No meio urbano 78% dos agregados possuem fossa séptica ou estão ligados à rede de esgotos no entanto apenas 48,6% as utilizam regularmente. No meio rural 45% dos agregados tem acesso a um sistema de evacuação mas somente 9,5% utiliza este sistema para o efeito sendo que 54,7% prefere verter as "águas sujas" ao redor da casa.

Quanto à questão da recolha e do tratamento das águas residuais, esta é praticada apenas nos dois principais centros urbanos do País: Praia e Mindelo. A primeira Estação de Tratamento das Águas Residuais (ETAR) foi construída na zona da Ribeira de Vinha em São Vicente em 1987, provida de sistema de tratamento por lagunagem, sendo parte do efluente tratado reutilizado na irrigação de uma área agrícola existente nas imediações. Na ETAR de Palmarejo, construída em 1997 no âmbito da 1ª Fase da Distribuição de Água e Saneamento da Cidade da Praia, foi implementado o sistema de tratamento primário e rejeição do efluente tratado no mar, através de um emissário submarino. Este emissário encontra-se parcialmente destruído desde 1999.

As graves lacunas na evacuação de excretas, combinadas com a fraca cobertura das comunidades pelos sistemas de drenagem das águas residuais e deficientes práticas de higiene por parte da população, constituem potenciais riscos para a saúde pública e o meio ambiente, através da proliferação das fontes de poluição difusa, além de apresentarem importantes entraves para o desenvolvimento económico do País, com significativa redução da qualidade de vida dos habitantes e perpetuação dos ciclos de pobreza.

O direccionamento da aplicação do fundo de apoio americano MCA-Millennium Challenge Account (2013) para resolução de boa parte dos problemas de saneamento existentes nos principais centros urbanos promete minorar as deficiências existentes nesta matéria.

Resíduos Sólidos

O Censo 2010 concluiu que 56,5% dos agregados familiares colocam os lixos domésticos nos contentores. No entanto existe uma grande discrepância na utilização desta opção já que no meio urbano 71% observa esta boa prática enquanto no meio rural apenas 28,2% o fazem.
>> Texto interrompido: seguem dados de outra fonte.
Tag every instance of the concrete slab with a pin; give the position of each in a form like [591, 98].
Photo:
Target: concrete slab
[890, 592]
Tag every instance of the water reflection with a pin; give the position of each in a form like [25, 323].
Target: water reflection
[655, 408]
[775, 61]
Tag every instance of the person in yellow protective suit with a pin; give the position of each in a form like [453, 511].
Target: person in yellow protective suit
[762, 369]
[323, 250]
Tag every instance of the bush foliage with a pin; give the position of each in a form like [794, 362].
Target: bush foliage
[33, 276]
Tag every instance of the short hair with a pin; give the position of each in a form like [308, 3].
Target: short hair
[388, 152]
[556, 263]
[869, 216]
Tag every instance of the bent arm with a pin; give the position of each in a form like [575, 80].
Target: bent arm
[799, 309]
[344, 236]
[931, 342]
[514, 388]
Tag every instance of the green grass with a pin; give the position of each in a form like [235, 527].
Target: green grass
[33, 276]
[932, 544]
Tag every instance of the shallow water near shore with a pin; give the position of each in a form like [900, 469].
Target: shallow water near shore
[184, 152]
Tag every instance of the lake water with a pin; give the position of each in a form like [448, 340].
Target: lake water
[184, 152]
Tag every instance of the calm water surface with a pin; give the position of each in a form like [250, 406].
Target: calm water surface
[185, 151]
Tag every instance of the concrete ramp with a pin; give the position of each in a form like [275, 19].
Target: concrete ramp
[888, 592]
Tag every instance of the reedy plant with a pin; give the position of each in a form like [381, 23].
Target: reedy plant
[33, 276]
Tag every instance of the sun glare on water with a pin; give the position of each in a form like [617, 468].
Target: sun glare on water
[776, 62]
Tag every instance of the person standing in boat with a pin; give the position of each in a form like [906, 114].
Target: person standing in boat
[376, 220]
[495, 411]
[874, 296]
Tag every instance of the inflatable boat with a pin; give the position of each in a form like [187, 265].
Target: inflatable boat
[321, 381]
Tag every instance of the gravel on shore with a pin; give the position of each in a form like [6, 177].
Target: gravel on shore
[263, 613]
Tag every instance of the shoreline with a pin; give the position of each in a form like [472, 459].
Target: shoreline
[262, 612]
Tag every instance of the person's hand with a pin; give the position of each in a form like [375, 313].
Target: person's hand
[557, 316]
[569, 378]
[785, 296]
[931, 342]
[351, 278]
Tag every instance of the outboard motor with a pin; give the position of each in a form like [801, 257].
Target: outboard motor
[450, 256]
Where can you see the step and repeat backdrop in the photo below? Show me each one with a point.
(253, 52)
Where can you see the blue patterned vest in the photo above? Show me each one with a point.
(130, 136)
A recolha de lixo por viaturas apropriadas abrange 15,6% da população e é também uma prática mais generalizada nos meios urbanos onde beneficia 20,5% dos agregados enquanto no meio rural apenas 6,1% usufrui deste serviço. O resultado é que 42,2% da população rural despeja o lixo ao ar livre.

A nível da gestão dos resíduos sólidos constata-se, a nível nacional, entre outros, as seguintes fraquezas:
  • Inexistência de aterros sanitários nos diversos centros urbanos (com excepção de Santiago e São Vicente) e a proliferação de lixeiras a céu aberto não controladas;
  • Falta de equipamentos necessários a uma adequada cobertura da população em termos de deposição, recolha e destino final dos resíduos sólidos;
  • Elevada taxa de desgaste dos equipamentos usados na gestão dos resíduos sólidos, nomeadamente contentores e viatura de recolha;
  • Elevada pressão demográfica nos principais centros urbanos;
  • Falta de informação, de educação e de colaboração por parte das populações;
  • Não aplicação das posturas municipais e deficiente gestão urbanística.
Prepara-se a criação de uma entidade empresarial inter-municipal na Ilha de Santiago para a resolução conjunta dos problemas de recolha e tratamento de lixos urbanos.